I like to travel but have some specifications that make travel more fun and less stressful. Even though I am usually a control freak, when I travel, I like to enjoy more and navigate less. Because I travel alone and in deference to my enthusiasm for being led around, I prefer trips arranged, preferably by the alumni travel office of my university, with a relatively small group of travelers who like to learn and to places I have never been. I also prefer 10-day trips on a ship or boat, so I only have to unpack once.
The trip I chose for this spring met most of my criteria. It was a university trip to Burgundy, a place I had never visited. It lasted for 8 days with a group of 14 travelers. Even though it was on land, I only had to unpack twice because we stayed at two hotels, one in Paris and one in Beaune.
I enjoy wine but am very far from being an expert. This wine tasting trip was designed to teach me to appreciate wine at a higher level. The primary wines in Burgundy, according to our tour guides, are Chablis, Chardonnay, and Pinot Noir. Surprisingly, many of the owners have California or Oregon connections.
We visited 7 vineyards for wine tasting, from the very old to the very new, where wine is fermented in stainless steel containers rather than large oak barrels. We tasted six wines at every vineyard, including William Fevre, Chateau de Pommard, Chateau de Mersault, Domaine Evenstad, Olivier Leflaive, Clos des Mouches, Domaine Dulac, and JC Boisset. We had five lunches and two dinners, each with at least four wines. I actually took one day away from the tour to explore and to detox. The trip concluded with a visit to the Saturday market, with meats, breads, cheeses, flowers, clothing, old knives, and deliciously ripe fruits and vegetables, including, of course, white asparagus.
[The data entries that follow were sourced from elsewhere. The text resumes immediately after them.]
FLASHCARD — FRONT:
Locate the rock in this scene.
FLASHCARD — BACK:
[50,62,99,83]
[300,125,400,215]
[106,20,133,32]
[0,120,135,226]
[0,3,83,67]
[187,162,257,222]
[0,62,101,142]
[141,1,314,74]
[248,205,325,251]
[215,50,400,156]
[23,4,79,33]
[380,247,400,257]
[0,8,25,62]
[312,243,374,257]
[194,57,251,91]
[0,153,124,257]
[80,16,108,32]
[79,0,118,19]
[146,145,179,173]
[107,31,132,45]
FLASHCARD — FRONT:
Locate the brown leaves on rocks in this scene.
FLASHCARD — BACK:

This tour was special because we had a professor who specializes in the history and symbolism of food in French history. I had never heard of a Harlequin, which combines on one plate the leftovers from the tables of the rich to sell to the poor. Combining food is anathema to the French because they believe food should be served in three distinct courses. Can you imagine leftovers consisting of fish, chicken, salad, vegetables, and dessert all globbed together, bones included, after sitting all night? Not surprisingly there was a French Revolution!
We also had as our tour guides two charming Irishmen, one who arranges wine tours all over the world and one who has written several books on wine and lives in Beaune. We, for example, had lunch in a wine cellar at one of the wineries and one tasting that concluded with a $14,000 bottle of wine, only possible because of the tour guides’ long-standing friendship with one of the owners.